Cheaters follow a script. It really is remarkable how similar they all act. Look at some of these other threads on this forum and you will see. Your wife is following the cheater's script to a T. She is at the part of the script where she has been found out but has lied about the extent of the affair and may have taken it deeper underground.

All cheaters lie about the affair. The truly remorseful ones are blubbering crying messes begging for forgiveness. The ones who are trying to continue it act like your wife.

First you need the truth about the extent of the affair and whether or not it is continuing. Tell her that her story is not believable. Tell her that all the facts add up to them having a physical affair and that the affair is continuing. This includes them having access to each other, her changing passwords, and the way she is acting. Stand your ground and demand the truth. Your wife's story is possible, but not believable. Explain to her that no reasonable person would believe her story based on the facts. Based on that, she should understand why you don't believe her and why you need her to take a polygraph to find out if the affair was physical and if it is continuing.
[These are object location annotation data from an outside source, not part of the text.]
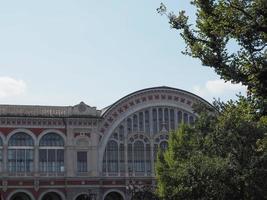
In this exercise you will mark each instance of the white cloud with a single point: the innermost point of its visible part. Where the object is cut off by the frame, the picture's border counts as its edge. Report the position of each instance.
(10, 87)
(219, 89)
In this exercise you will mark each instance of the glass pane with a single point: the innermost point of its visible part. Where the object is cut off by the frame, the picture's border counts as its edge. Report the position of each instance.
(141, 121)
(52, 139)
(20, 139)
(82, 161)
(112, 156)
(147, 128)
(139, 157)
(155, 120)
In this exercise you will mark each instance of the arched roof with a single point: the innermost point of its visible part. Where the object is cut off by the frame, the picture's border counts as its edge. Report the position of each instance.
(154, 94)
(108, 108)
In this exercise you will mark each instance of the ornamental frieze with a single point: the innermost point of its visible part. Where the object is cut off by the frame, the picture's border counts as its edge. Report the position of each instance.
(179, 97)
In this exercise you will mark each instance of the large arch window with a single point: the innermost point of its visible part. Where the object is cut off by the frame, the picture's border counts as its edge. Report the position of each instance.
(141, 121)
(147, 126)
(51, 153)
(155, 120)
(129, 146)
(1, 153)
(172, 120)
(20, 153)
(139, 155)
(114, 160)
(135, 123)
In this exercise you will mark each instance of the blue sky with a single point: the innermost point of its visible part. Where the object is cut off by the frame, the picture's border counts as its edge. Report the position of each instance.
(63, 52)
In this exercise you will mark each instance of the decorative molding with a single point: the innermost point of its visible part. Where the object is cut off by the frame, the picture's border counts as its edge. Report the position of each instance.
(182, 99)
(80, 109)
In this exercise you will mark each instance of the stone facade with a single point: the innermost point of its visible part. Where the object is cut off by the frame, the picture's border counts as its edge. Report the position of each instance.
(103, 149)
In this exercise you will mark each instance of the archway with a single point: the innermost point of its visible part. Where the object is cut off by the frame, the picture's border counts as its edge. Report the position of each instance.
(113, 196)
(82, 197)
(51, 196)
(20, 196)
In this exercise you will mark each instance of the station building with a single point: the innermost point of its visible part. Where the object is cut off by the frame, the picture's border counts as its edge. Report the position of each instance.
(66, 152)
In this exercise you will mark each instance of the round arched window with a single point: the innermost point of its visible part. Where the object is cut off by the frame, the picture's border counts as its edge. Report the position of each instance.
(51, 153)
(20, 153)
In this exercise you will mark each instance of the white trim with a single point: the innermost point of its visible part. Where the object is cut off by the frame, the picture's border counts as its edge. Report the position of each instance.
(123, 116)
(62, 196)
(52, 131)
(27, 131)
(19, 191)
(3, 138)
(114, 190)
(77, 195)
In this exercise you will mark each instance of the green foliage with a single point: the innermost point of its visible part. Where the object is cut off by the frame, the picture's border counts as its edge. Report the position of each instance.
(224, 156)
(221, 23)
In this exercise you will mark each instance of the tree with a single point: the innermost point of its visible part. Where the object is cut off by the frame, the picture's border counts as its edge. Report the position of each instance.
(221, 157)
(223, 22)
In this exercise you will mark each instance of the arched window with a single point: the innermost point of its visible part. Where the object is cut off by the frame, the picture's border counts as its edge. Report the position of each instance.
(112, 156)
(160, 119)
(172, 122)
(139, 156)
(164, 145)
(51, 153)
(141, 121)
(166, 118)
(185, 118)
(147, 127)
(180, 117)
(121, 133)
(1, 153)
(20, 153)
(135, 123)
(129, 125)
(191, 119)
(155, 121)
(122, 163)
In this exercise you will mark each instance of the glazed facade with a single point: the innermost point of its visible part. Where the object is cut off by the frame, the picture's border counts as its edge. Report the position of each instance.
(49, 152)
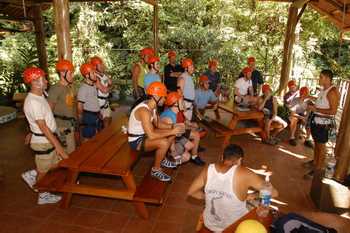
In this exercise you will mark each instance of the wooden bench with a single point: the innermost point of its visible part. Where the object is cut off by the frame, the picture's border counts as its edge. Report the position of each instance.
(108, 153)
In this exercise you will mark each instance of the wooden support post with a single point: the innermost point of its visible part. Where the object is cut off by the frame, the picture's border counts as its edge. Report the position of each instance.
(64, 45)
(342, 150)
(40, 36)
(288, 47)
(155, 27)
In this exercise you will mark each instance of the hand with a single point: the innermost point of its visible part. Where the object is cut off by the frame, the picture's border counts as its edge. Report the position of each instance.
(27, 139)
(179, 129)
(60, 151)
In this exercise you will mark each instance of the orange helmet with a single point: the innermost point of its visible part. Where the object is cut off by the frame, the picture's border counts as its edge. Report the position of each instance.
(153, 59)
(304, 91)
(172, 98)
(157, 88)
(186, 62)
(203, 78)
(32, 73)
(247, 70)
(250, 60)
(147, 51)
(95, 60)
(64, 65)
(291, 83)
(213, 62)
(86, 68)
(171, 53)
(265, 88)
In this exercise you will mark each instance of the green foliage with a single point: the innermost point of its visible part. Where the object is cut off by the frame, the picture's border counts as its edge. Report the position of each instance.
(228, 30)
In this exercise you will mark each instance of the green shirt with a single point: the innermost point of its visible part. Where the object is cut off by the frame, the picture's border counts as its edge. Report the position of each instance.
(64, 100)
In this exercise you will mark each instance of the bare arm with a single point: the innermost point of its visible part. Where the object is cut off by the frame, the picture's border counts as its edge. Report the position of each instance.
(333, 99)
(144, 116)
(196, 189)
(49, 135)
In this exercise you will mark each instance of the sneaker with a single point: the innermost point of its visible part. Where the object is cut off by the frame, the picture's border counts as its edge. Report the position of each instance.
(160, 175)
(48, 198)
(308, 164)
(309, 175)
(292, 142)
(309, 143)
(201, 149)
(167, 163)
(30, 178)
(198, 161)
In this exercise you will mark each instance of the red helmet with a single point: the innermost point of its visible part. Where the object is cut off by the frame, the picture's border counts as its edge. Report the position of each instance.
(86, 68)
(172, 98)
(153, 59)
(304, 91)
(203, 78)
(64, 65)
(186, 62)
(213, 62)
(147, 51)
(171, 53)
(265, 88)
(250, 60)
(32, 73)
(95, 60)
(291, 83)
(157, 88)
(247, 70)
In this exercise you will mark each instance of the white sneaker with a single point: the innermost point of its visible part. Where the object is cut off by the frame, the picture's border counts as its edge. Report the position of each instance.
(30, 178)
(48, 198)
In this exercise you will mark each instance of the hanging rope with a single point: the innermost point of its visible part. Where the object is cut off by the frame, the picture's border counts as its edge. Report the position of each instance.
(24, 9)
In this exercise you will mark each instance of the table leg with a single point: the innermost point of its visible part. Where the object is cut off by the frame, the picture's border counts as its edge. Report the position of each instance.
(140, 207)
(71, 179)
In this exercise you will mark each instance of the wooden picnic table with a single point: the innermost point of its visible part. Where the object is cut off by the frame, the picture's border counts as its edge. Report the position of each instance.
(108, 153)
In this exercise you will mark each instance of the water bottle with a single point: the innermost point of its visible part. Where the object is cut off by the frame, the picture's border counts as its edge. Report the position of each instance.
(330, 166)
(265, 198)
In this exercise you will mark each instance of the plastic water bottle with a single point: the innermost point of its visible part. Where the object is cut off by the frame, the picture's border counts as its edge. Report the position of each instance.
(330, 166)
(265, 198)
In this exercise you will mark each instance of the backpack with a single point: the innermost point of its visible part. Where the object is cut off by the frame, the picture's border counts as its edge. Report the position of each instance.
(293, 223)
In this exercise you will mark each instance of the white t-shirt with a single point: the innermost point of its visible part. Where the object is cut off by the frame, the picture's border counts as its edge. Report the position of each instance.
(243, 85)
(37, 108)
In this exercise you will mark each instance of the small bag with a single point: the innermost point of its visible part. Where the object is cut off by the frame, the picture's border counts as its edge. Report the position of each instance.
(293, 223)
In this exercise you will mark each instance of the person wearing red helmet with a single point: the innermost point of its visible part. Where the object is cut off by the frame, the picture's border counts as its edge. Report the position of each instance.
(298, 114)
(48, 150)
(257, 78)
(147, 133)
(186, 87)
(172, 71)
(243, 92)
(88, 105)
(104, 85)
(291, 94)
(205, 97)
(268, 104)
(139, 70)
(153, 73)
(62, 99)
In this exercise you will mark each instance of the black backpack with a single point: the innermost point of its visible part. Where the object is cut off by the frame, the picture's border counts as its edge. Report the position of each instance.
(293, 223)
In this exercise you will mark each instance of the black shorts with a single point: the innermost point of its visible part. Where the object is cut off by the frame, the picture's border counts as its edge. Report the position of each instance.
(319, 133)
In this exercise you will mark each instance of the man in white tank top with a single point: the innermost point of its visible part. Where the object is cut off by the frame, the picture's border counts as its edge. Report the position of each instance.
(224, 186)
(322, 121)
(147, 133)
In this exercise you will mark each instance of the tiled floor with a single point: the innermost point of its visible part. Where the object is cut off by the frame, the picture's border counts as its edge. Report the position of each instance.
(20, 213)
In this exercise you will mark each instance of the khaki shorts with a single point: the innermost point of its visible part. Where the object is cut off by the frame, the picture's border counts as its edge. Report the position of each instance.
(45, 162)
(68, 139)
(106, 112)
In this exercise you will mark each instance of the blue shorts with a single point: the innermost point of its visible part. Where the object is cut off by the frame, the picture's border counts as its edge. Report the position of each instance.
(91, 124)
If she refuses, tell her you will file for divorce. Then do it. Let me warn you. No offense meant, but you are a doormat. Your wife will never believe you are going to file for divorce. She will think she can continue to have her way. She is used to manipulating you and always getting her way. You will have to actually file in order for her to believe it and help her snap out of it. You can always stop the divorce if she comes clean and meets your conditions. You are going to have to be willing to lose your marriage in order to save it.

Another warning: Prepare for divorce. It is a good possibility that you may lose your marriage no matter what you do. You do not control your wife. You only control you. She may be done with your marriage anyway or may want the other man so much that she refuses to come back to the marriage. You can only control what you do, how you handle it. Don't let her disrespect you and treat you like a doormat anymore. Handle it with dignity and self-respect. If you file for divorce and she doesn't want to reconcile, you are better off knowing sooner rather than later so you can minimize the months or even years of lying and cheating and move on with your life.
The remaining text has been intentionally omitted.